Um homem ergueu-se de uma das poltronas junto à parede caprichosamente pintada. O delegado prendeu de leve a respiração.
"Não há o quê desculpar, Severus. Imagino que devia tratar-se de um assunto importante, não?"
O homem era bem alto, tinha longos cabelos loiros platinados e olhos cinzas, astutos como os de uma águia pronta para dar o bote. Vestia um finíssimo terno verde musgo e numa de suas pálidas mãos, ele carregava uma bengala de madeira nobre e escura, tendo em sua base a cabeça de uma serpente feita de prata.
"De fato, Lucius... era aquele investigador".
Lucius Malfoy esboçou um sorriso enviesado e ainda segurando a bengala, juntou os dedos levando-os até o queixo. Pareceu pensar por alguns instantes antes de dar as costas para o delegado e começar a caminhar a esmo pela sala, olhando ocasionalmente para Snape que se mantinha parado junto à entrada.
"Sei como esse caso é importante para você, Severus... Eu gostaria de fazer algo a respeito desse... indivíduo".
Snape abafou uma risada. Lucius voltou-se para ele, parecendo confuso.
"Algum problema?" indagou com uma sobrancelha erguida.
"Você sabe que pode, Malfoy. Ele foi chamado pelo Prefeito. E o senhor, meu caro banqueiro... tem o Prefeito na gaveta".
Lucius estreitou seus olhos claros e depois de alguns segundos sorriu novamente. Mas seu sorriso era decididamente estranho, sem qualquer sombra de cordialidade. Era um sorriso egoísta, frio, interesseiro... maquinal. Ele bateu levemente com a bengala na ponta de seus lustrosos sapatos, como se estivesse tirando o pó, todavia... não havia pó algum para ser tirado dali. Ouviu-se uma risadinha.
"Assim como tenho o Juiz, o chefe da associação dos comerciantes, o diretor do posto de saúde, o editor do Jornal Local..." ia dizendo Lucius como se estivesse enumerando suas valiosas figurinhas premiadas a um coleguinha de escola. "E obviamente... tenho o senhor, meu caro delegado".
As narinas de Snape embranqueceram quando ele conteve uma exclamação. O sorriso de Lucius alargou-se ao assistir àquela reação e caminhando na direção dele, mirou o delegado exatamente nos olhos.
"Oh... não me venha com essa falsa moral, Severus. Todos vocês são farinha do mesmo saco". Lucius deu um tapinha amigável nos ombros de Snape, que se contraíram de leve, e continuou falando num tom de voz untado e desdenhoso, enrolando levemente as vogais: "Mas não há nada do que se envergonhar. É tão... simples. Os senhores me fazem favores... e eu faço favores aos senhores... Tudo não passa de uma imaculada troca. Um nobre acordo de cavalheiros..."
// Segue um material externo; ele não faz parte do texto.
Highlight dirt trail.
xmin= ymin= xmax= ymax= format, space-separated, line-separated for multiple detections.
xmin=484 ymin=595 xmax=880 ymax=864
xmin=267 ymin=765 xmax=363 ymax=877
O delegado assistiu Lucius dirigir-se até uma das poltronas, onde se sentou cruzando as pernas polidamente, sorrindo com aparente cordialidade. Snape respirou fundo e contou até dez.
"Vou repetir a pergunta que fiz antes de sermos interrompidos... O que quer, Sr. Malfoy?"
O sorriso no rosto de Lucius não vacilou nem por um segundo, mas seu rosto assumiu uma expressão teatralmente ofendida.
"Para que tamanha formalidade, Severus? Veja você, somos amigos há tantos anos! Ajudei-o a chegar aonde chegou... dei-lhe este belíssimo escritório de presente..."
Snape novamente estalou as juntas. "Está me jogando isso na cara?"
"Oh não". Volveu Lucius tranqüilamente. "De maneira alguma... apenas... estou mais uma vez lhe estendendo a mão amiga, Severus. Tenho interesse em seu sucesso e sei que pode chefiar esse caso maravilhosamente, sem a intervenção de um arruaceiro da cidade grande..."
Estudando a expressão de Lucius com peculiar atenção, Snape fechou várias vezes sua mão em punho, antes de perguntar com visível cautela: "Que quer dizer com isso, Lucius?"
Lucius ergueu-se solenemente, segurando a bengala desta vez com ambas as mãos. A expressão de sua face ainda era calma, mas havia um brilho decididamente perigoso em seus olhos cinzas azulados.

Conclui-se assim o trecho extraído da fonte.